A new George Washington University battleground poll conducted by the Tarrance Group and Lake Research shows that 52 percent of likely voters have never heard of Charles and David Koch.
They were once known for endowing Lincoln Center; now they may be known for almost singlehandedly destroying the party of Lincoln.
I am having a little deja vu all over again, as Yogi Berra would say. In the late 1970s and early '80s, an independent expenditure group, the National Conservative Political Action Committee (NCPAC), came rolling into states spending large sums to attack Democratic senators. The NCPAC's head, Terry Dolan, once said, "We can lie through our teeth and the candidate we help stays clean ... we can elect Mickey Mouse to the House or Senate." In other words, NCPAC was the slash-and-burn group, much like the Koch brothers of today.
It took some time, but senators like Paul Sarbanes (D-Md.) and John Melcher (D-Mont.) found that they could take NCPAC on and discredit both the message and the messenger. "Out-of-state extremists coming in with millions and telling us how to vote" was a strong argument.
The dilemma these days, with so much clutter on the airwaves, is how to make sure the campaign stays on message with the actual opponent but also incorporates a bit of jujitsu to ensure the Koch brothers' millions are used against them.
By November, voters in these key states should know the amount of money they have spent, the tactics they have implored and the right-wing agenda they espouse.
Here are some thoughts on just how to take them on and still stay on message in your campaign.

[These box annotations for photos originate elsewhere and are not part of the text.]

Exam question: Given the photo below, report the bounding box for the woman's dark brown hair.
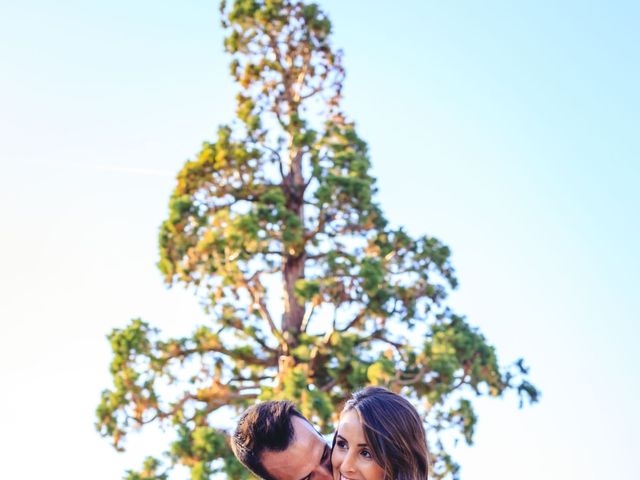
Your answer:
[343,387,429,480]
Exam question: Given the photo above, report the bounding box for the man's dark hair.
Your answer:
[231,400,307,480]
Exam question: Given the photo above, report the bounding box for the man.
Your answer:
[231,401,333,480]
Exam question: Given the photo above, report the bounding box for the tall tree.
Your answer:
[97,0,538,480]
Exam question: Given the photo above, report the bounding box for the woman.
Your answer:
[331,387,429,480]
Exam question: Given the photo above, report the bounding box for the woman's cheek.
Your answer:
[331,447,343,472]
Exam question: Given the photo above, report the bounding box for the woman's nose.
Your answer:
[340,452,356,473]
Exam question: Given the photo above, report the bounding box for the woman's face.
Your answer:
[331,410,384,480]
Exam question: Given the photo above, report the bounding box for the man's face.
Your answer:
[261,417,333,480]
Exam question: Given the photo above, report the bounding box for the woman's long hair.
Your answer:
[343,387,429,480]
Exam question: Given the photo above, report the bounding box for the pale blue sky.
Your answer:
[0,0,640,480]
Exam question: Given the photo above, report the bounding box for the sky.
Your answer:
[0,0,640,480]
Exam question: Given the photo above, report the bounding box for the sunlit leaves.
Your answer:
[96,0,538,480]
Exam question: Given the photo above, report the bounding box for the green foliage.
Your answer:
[96,0,538,480]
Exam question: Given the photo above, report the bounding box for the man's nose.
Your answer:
[313,468,333,480]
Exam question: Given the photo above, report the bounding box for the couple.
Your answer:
[231,387,429,480]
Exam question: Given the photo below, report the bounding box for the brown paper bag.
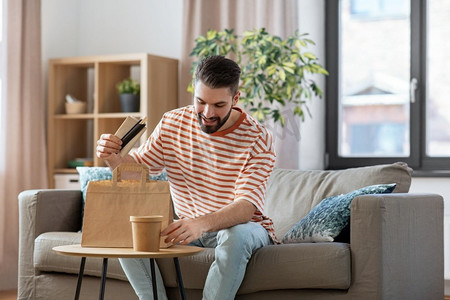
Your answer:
[81,164,173,248]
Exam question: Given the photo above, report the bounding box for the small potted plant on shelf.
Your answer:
[117,78,141,112]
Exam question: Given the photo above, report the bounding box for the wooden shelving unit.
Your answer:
[47,53,178,188]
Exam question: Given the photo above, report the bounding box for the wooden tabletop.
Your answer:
[53,244,204,258]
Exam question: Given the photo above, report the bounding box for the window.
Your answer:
[326,0,450,170]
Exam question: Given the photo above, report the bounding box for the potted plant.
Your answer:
[117,78,141,112]
[188,28,328,126]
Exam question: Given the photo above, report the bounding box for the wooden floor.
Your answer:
[0,291,17,300]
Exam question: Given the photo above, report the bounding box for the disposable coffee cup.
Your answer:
[130,216,163,252]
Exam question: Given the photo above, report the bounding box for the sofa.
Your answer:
[18,162,444,300]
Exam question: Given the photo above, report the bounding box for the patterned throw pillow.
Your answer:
[282,183,396,244]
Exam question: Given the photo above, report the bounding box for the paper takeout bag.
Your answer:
[81,164,173,248]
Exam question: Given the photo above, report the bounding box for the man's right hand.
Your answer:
[97,133,122,169]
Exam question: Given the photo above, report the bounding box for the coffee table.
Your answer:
[53,244,203,300]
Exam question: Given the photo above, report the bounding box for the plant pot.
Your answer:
[120,94,141,112]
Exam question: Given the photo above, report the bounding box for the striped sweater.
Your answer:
[131,105,276,241]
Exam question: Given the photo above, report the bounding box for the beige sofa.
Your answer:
[19,163,444,300]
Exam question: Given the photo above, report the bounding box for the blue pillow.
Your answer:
[282,183,396,244]
[77,167,167,230]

Define the Koch brothers for who they are and what they stand for. Extremist. Some of the wealthiest people in the world — worth $80 billion. Intent on buying elections.
They have decided that they can manipulate you with their millions. They have decided they can lie in their ads with false testimonials on the Affordable Care Act and get away with it. They want to win at all costs. The unprecedented expenditures are a drop in the bucket for them. Compute how much they make in a minute, an hour, a day, a week and what they are spending in your state on television.
Poke fun at them — use humor to break through the clutter. Melcher did that in 1982 with his famous "talking cows" ad going after NCPAC.
Tie the Koch brothers to the Republican candidate. Make your opponent either endorse them or repudiate them. Don't let your opponent ignore the effort to buy the election and distort the facts.
Go viral with online pieces that tell the whole story of the Koch brothers — longer than a 30-second ad. Shine the light of day on them.
Have press conferences to illustrate the absurd nature of what they are trying to do and how much they are spending doing it. How many poor people could they feed, house, clothe? How many people in foreclosure could they help? How many jobs could they support? How many hospitals and clinics could they build? How many nurses could they hire?
The basic point is, don't let the Koch brothers off the hook; make them an issue. Keep your focus on your opponent and your message but don't fail to make the Koch brothers the albatross around the neck of the Republicans that they should be.